切り込み量が同じでも、削る箇所によっては被削材との接触角度(エンゲージ角)が変わるため、それを一定にする負荷制御が必要になります。図2に示すように負荷制御を行うとアプローチから放物線を描くような軌跡になり、接触面積を一定にすることで工具負荷が減少し、安定した高速加工を実現できます。
Space-E/CAM 2022の負荷制御機能
単純な一方向の加工であれば径方向の切り込みを一定にした経路を作成しますが、コーナー部などがある場合は加工負荷が高くなり工具が破損する可能性があります(図3)。
負荷を一定にして高速加工を実現するには負荷制御を搭載したCAM機能が必要です。そこで、負荷制御機能としてエンドミルを使い効率的に荒取りできる加工モードを搭載したSpace-E/CAM 2022がリリースされました。高速加工、工具負荷のどちらを優先するかで加工経路が変わり形状に最適なNCデータの作成が可能です(図4)。
負荷制御の有効性
大荒取り工程において負荷制御機能を用いると加工時間を短縮できます。図5に示す加工モデルで、従来のインサート式による大径エンドミルの高送り加工とφ10のフラットエンドミルを用いた負荷制御によるNCデータで一般鋼材の加工を行いました。その結果、従来の加工より負荷制御の方が、切屑排出量は約2.7倍増え、加工時間は58%も削減しました。このように加工時間が短くなると、全体的に加工コストを抑えることができます(図5)。
負荷制御機能を用いた5軸荒取り
割り出し5軸加工に負荷制御を用いると、加工において高い有効性があります。形状側面の深い段差などを加工する場合、3軸加工では工具の突き出しが長くなり加工時間もかかります(図6)。大荒取り工程では加工の歪みを気にすることなく、早くて安全な加工が望まれます。そこで、加工時間の大幅な削減が可能な割り出し5軸加工において負荷制御を用いた大荒取りを行います。短い工具長で加工時間を短縮できるため、工具交換の時間や費用も削減できます。
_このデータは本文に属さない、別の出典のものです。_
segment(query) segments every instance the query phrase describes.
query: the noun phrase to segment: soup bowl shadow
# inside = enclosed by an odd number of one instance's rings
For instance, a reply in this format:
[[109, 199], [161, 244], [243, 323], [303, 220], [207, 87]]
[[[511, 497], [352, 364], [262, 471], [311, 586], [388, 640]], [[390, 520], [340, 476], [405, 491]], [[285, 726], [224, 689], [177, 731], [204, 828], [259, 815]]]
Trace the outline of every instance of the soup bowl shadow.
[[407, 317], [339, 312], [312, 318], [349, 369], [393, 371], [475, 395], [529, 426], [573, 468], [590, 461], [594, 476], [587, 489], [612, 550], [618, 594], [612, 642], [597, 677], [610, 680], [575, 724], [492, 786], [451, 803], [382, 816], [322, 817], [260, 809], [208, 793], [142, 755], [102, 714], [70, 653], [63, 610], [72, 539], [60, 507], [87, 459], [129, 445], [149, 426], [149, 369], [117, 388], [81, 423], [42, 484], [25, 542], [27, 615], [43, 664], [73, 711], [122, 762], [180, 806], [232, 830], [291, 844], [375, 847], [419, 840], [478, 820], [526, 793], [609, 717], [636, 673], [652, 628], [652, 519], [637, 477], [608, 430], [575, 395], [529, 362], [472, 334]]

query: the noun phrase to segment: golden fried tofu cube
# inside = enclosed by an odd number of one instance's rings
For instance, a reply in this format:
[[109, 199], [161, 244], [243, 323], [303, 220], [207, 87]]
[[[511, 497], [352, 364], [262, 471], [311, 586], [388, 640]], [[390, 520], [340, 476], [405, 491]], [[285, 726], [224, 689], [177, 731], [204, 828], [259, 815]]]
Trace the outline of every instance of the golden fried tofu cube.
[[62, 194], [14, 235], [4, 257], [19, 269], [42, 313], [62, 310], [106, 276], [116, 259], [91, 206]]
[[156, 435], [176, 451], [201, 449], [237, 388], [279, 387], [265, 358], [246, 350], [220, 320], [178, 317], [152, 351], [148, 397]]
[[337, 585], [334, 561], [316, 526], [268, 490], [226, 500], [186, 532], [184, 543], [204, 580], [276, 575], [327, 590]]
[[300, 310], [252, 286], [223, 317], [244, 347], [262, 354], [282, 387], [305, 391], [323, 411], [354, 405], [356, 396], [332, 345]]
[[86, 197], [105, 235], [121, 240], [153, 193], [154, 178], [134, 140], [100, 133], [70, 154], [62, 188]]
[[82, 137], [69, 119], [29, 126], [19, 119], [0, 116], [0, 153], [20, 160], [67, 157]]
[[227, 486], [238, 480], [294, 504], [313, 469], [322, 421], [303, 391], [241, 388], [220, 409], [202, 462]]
図7に示す加工モデルで割り出し5軸の大荒取り加工を行いました。
工具はエムーゲフランケン社のデュプレックスΦ10(図8)を使用し、被削材は高硬度材の焼き入れ硬度HRC44の熱処理材です。1本の工具で大荒取りを完結でき、従来の加工方法よりも短時間で加工することができました。焼き入れ鋼を切削する際は、切削抵抗が大きくなるため剛性の高いホルダで突き出しを短くする必要があります。今回の切削結果は、トロコイド加工の負荷制御機能を用いると切削効率が向上し、工具寿命の延長も可能なため非常に有効性が高いといえます。
おわりに
トロコイド加工の負荷制御機能を活用した切削加工は近年増えつつあります(図9)。今回ご紹介した割り出し5軸加工では、工具・ホルダ・機械干渉やアプローチ・回避時の事故を防ぐため、CAMでストックをしっかり認識した上でNCデータを作り込む必要があります。5軸加工は加工リスクが3軸加工より高くなりますが、これからのNCデータの信頼性を高めるCAM開発が必要です。さらに、それを使うユーザー側の『進化させる工夫』も必要と考えます。